F-I-N-E

F-I-N-E. The most commonly used word in small talk that actually carries the heaviest of weights when said a lot. We convince ourselves we are fine. We tell everyone we’re fine in order to slowly convince ourselves that we are in fact fine. But such a small one syllable word is said faster than our brain can even interpret or stop to evaluate. We toss it out in conversation with the knowledge of what our ancestors went through. We understand that things could be worse and sometimes we even dwell long enough that the worst becomes our own reality.

Humans are innately designed to be pessimistic and hesitant to new ideologies. Not by choice, but because this pessimism was once used to scare us away from danger so that we may survive. Survive to reproduce and carry on the human race. But here we are. And now we’re fine.

We have grouped together and dominated the globe for long enough that what would’ve been fine for our ancestors is now viewed as basic necessities or expected human rights. But this doesn’t mean we are in fact fine, does it? When walking into work on a Monday morning and you notice a coworker coming your way: “Hey how’s it going?” they say, to which we always respond “fine, and you?”. Because most of our parents instill gratitude into our personalities, we know to be grateful. Besides, gratefulness is the first step towards optimism. However, the word fine was just a mask for us to disguise the spaghetti of thoughts we have from our daily burnouts and overwhelming tasks.

Burnouts one after another, getting short, being overwhelmed, overstimulated, and anxious as hell. There is no escape from the mental prisons we build one negative thought-bar at a time. Why do we still insist on putting ourselves through this and disguising it as “fine”. What do we gain past the status of appearing strong when times are hard. I said earlier, we as a race, dominate the globe and changed our daily struggles into basic necessity and expected human rights but it still feels as we have a long way to go.

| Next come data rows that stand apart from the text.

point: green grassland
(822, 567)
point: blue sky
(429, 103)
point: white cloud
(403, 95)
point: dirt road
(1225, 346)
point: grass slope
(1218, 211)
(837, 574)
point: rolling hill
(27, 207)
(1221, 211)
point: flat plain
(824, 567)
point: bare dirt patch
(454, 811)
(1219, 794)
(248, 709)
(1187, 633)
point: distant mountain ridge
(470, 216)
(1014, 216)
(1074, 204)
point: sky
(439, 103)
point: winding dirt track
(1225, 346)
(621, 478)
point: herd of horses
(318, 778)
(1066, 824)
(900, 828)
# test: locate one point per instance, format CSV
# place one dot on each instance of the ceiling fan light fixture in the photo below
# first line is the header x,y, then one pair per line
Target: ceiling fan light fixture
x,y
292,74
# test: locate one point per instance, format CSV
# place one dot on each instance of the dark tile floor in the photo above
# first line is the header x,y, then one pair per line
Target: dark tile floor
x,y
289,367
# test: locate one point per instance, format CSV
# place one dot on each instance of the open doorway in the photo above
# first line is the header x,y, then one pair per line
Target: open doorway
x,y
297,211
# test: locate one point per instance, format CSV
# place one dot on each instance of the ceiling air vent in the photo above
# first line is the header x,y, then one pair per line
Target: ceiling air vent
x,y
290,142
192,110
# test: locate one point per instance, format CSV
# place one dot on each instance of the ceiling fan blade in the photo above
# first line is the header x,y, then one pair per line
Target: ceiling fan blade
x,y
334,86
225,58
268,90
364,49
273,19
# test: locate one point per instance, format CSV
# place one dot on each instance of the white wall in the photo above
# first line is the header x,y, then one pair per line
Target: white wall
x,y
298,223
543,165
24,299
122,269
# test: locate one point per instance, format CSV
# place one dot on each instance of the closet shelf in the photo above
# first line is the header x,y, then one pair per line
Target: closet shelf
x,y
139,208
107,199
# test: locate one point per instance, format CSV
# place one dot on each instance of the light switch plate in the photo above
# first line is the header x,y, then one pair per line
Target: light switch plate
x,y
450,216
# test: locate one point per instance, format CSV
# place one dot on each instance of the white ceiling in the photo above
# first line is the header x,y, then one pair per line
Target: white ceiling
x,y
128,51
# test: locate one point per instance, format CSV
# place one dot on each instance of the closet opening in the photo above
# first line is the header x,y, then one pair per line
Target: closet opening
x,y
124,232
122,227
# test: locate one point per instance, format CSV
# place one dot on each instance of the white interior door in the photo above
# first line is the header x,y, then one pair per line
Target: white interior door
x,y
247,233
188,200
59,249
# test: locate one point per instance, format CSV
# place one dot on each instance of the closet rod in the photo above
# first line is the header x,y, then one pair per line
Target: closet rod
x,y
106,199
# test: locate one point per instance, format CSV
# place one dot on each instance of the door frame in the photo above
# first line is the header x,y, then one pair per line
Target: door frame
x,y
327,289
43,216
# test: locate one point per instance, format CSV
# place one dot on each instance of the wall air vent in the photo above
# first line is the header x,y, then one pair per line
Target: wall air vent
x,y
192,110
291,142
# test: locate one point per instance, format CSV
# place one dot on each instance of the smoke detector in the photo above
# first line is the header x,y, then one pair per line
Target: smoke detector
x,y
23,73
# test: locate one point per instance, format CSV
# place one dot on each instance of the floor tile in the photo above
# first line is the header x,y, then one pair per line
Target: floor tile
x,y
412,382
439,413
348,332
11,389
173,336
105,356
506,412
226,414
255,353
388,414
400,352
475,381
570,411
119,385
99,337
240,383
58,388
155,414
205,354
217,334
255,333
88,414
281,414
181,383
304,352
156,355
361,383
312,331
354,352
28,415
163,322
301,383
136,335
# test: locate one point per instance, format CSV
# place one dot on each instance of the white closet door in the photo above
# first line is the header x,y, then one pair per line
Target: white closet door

Every problem has a solution, but we are so caught up in constantly circling our daily tasks that now our daily tasks are an indicator of our mental health. Letting chores slide in order to focus on work? That’s fine. Letting family, friends, and the ones we love slip through our fingertips in order to be able to process the stressors from work? That’s fine. Giving up on your hobbies and things that brought joy to your life because you are in desperate need of some silence and rest? That’s fine.

Are you noticing the trend here yet? Let’s do away with fine. Let’s do away with allowing those we care about to reply “fine”. Let’s end the stigma that you’re weak if you share how you truly feel. Let’s all redefine and make a better “F-I-N-E”.